Researchers in this field often resort to old-fashioned split sample techniques. An extreme example was published in Nature Medicine in 2018. Here, researchers split a data set with 54 patients with leukemia in a training part with 44 patients, and a validation part with 10 patients. The endpoint of interest was relapse, which occurred in only 3 patients among the 10 patients in the training set. One does not have to be a statistician to understand that such a small sample size for validation leads to a highly unreliable assessment of performance (JCE 2018).

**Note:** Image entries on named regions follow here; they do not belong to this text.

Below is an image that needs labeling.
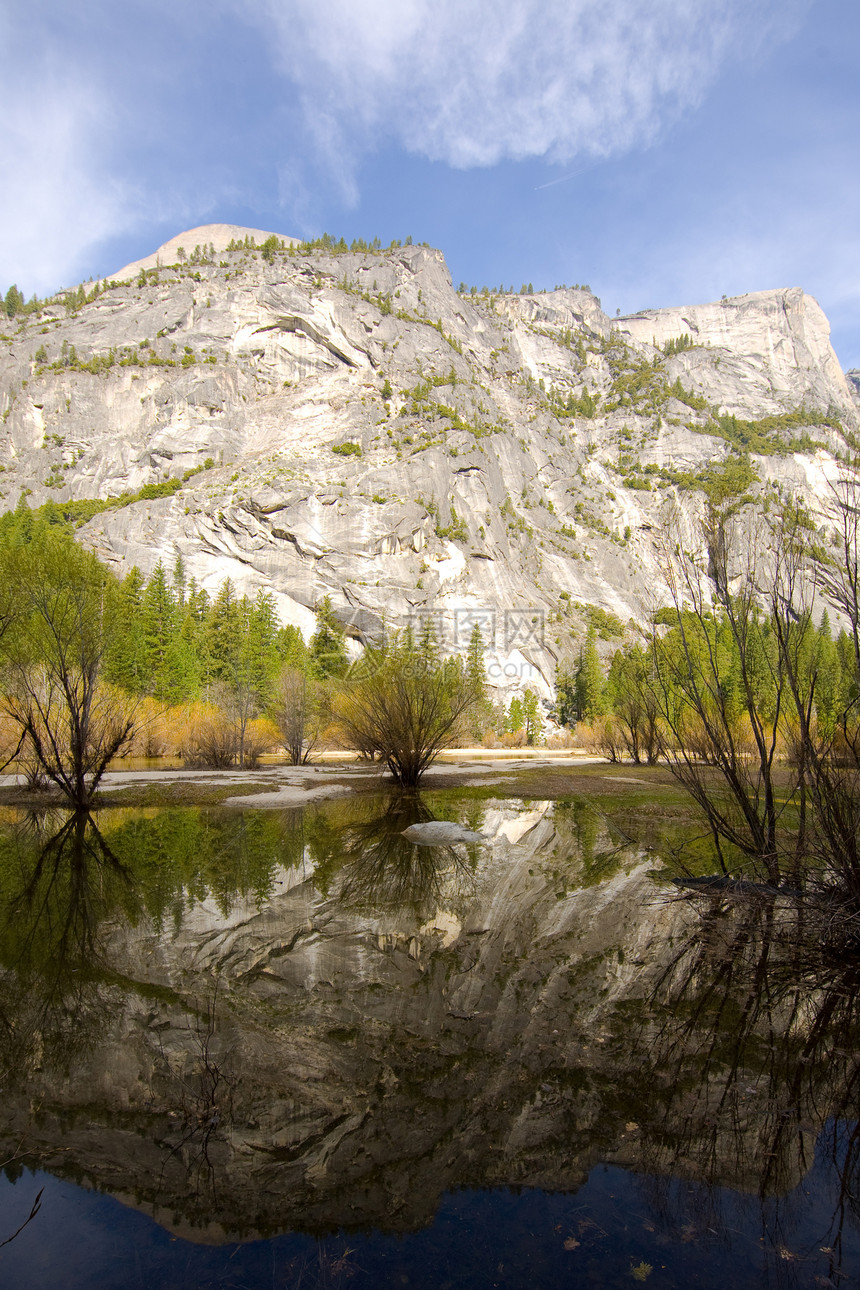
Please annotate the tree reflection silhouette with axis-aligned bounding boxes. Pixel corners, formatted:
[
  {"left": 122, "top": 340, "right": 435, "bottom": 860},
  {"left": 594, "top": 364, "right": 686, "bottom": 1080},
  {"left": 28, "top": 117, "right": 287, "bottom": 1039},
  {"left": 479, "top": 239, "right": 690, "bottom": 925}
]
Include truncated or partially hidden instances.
[
  {"left": 629, "top": 897, "right": 860, "bottom": 1285},
  {"left": 0, "top": 810, "right": 132, "bottom": 1082}
]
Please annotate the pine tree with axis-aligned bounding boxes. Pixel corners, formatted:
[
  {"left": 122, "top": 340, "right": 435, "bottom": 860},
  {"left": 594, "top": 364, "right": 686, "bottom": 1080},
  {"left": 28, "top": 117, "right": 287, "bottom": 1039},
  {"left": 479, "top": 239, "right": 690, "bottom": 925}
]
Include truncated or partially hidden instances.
[
  {"left": 141, "top": 560, "right": 177, "bottom": 698},
  {"left": 576, "top": 623, "right": 606, "bottom": 721},
  {"left": 309, "top": 596, "right": 349, "bottom": 679}
]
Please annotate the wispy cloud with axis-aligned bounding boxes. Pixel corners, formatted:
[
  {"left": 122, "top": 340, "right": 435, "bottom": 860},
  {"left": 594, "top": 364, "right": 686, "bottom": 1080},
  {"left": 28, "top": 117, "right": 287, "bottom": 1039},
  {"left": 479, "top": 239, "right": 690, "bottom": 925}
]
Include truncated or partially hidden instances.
[
  {"left": 244, "top": 0, "right": 805, "bottom": 168},
  {"left": 0, "top": 76, "right": 139, "bottom": 292}
]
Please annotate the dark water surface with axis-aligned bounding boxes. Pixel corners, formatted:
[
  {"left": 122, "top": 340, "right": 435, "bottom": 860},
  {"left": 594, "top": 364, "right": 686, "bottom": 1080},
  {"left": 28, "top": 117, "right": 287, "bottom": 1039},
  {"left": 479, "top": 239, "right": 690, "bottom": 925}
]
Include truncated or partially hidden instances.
[{"left": 0, "top": 795, "right": 860, "bottom": 1290}]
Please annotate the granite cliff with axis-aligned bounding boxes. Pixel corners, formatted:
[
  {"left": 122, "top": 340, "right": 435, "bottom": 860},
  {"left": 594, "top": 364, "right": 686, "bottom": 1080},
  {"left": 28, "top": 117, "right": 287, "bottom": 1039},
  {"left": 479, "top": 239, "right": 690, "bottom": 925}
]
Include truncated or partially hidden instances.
[{"left": 0, "top": 226, "right": 860, "bottom": 693}]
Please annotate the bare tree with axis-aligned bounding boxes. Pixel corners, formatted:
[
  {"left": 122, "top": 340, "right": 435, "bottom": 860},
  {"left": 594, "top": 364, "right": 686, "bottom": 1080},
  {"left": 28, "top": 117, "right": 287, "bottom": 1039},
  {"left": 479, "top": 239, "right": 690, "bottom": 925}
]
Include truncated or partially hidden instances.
[
  {"left": 654, "top": 497, "right": 811, "bottom": 882},
  {"left": 334, "top": 635, "right": 480, "bottom": 788},
  {"left": 271, "top": 666, "right": 326, "bottom": 766},
  {"left": 3, "top": 537, "right": 135, "bottom": 806}
]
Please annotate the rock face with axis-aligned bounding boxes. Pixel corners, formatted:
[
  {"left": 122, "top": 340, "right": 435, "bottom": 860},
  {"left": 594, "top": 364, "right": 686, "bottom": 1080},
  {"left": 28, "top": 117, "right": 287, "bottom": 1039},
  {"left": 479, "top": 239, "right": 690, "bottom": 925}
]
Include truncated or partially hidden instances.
[{"left": 0, "top": 226, "right": 860, "bottom": 693}]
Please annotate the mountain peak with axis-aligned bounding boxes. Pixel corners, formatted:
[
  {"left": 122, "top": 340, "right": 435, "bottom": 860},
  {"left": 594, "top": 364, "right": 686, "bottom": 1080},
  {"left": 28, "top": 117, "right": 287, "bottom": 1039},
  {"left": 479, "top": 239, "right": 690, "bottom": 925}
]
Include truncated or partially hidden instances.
[{"left": 107, "top": 224, "right": 299, "bottom": 283}]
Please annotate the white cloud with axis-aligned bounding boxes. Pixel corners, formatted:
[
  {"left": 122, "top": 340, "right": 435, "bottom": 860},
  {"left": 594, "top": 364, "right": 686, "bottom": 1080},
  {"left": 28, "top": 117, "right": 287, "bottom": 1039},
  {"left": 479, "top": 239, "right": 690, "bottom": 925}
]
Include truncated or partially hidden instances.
[
  {"left": 243, "top": 0, "right": 806, "bottom": 166},
  {"left": 0, "top": 76, "right": 138, "bottom": 293}
]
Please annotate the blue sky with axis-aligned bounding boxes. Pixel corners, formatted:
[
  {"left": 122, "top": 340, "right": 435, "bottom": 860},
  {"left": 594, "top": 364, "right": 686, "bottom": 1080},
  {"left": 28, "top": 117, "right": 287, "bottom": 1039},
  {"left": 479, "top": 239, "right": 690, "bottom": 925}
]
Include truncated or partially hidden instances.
[{"left": 0, "top": 0, "right": 860, "bottom": 369}]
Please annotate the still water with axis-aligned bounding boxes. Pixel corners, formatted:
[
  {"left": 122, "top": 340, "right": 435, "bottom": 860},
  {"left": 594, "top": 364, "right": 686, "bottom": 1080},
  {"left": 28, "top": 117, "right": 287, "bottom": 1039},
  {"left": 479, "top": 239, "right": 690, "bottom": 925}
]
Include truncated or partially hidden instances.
[{"left": 0, "top": 795, "right": 860, "bottom": 1290}]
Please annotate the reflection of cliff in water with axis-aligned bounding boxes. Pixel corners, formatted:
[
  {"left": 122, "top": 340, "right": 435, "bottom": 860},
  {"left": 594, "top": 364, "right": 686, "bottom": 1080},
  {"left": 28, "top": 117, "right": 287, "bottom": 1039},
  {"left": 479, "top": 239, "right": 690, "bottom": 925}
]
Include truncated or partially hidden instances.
[{"left": 0, "top": 797, "right": 860, "bottom": 1259}]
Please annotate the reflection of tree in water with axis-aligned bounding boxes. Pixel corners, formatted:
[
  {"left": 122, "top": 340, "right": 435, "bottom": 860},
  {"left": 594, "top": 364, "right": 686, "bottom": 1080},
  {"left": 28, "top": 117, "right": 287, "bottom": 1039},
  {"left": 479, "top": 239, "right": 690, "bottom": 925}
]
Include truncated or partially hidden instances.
[
  {"left": 0, "top": 811, "right": 139, "bottom": 1082},
  {"left": 312, "top": 793, "right": 481, "bottom": 922},
  {"left": 0, "top": 810, "right": 303, "bottom": 1080},
  {"left": 618, "top": 898, "right": 860, "bottom": 1284}
]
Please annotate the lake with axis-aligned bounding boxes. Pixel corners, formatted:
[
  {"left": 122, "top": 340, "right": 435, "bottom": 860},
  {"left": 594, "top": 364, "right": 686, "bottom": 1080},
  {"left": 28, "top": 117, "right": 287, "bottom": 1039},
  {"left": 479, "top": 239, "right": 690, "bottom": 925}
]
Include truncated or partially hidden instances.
[{"left": 0, "top": 791, "right": 860, "bottom": 1290}]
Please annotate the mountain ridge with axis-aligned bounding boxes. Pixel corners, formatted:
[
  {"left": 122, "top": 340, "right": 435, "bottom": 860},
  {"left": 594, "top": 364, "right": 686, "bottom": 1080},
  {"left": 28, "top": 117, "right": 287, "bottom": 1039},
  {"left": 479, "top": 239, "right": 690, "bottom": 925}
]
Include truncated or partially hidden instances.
[{"left": 0, "top": 226, "right": 860, "bottom": 697}]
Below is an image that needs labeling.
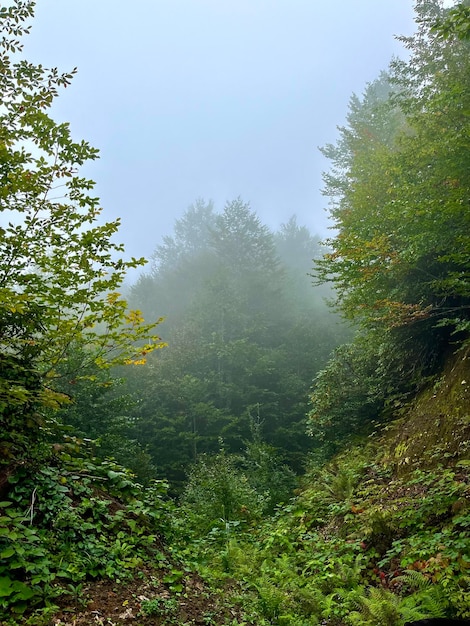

Sample size for validation studies
Sample size recommmendations suggest at least 100 (Vergouwe 2005) or 200 (Collins 2016) events in validation samples. Others suggested that lower numbers might suffice, depending on the specific requirements for validation. Some additional simulations confirm that 100 events is an absolute minimum for reliable assessment of performance (Steyerberg 2018).
More refined guidance to sample size at validation has recently been proposed, based on the precision of the C-statistic for discrimination and calibration slope and calibration in the large (Pavlou SiM 2021); Riley et al. SiM 2021, SiM 2022).
Internal vs external validation:
what is the purpose?
what is the purpose?
Internal validation aims to quantify optimism in model performance; we consider performance for a single underlying population.
External validation aims to assess generalizability to 'similar, related populations' ( Justice 1999, pdf; Debray 2015, pdf).
If random splits are made, we assess internal validity; this practice should be abolished. Cross-validation and bootstrapping are dominant. If non-random splits are made, e.g. in time, or by place (centers, countries), we assess generalizability. Here our aim should be to quantify heterogeneity in performance rather than a single estimate of 'performance in new data' (Austin 2016, 2017; Riley 2016; Steyerberg 2019).
Problems with 'internal validation'
A modeling study was published in Ann Int Med in 2005 that claimed to correct for statistical optimism by bootstrapping. The results make no sense (pdf). Neither did a published 'correction'.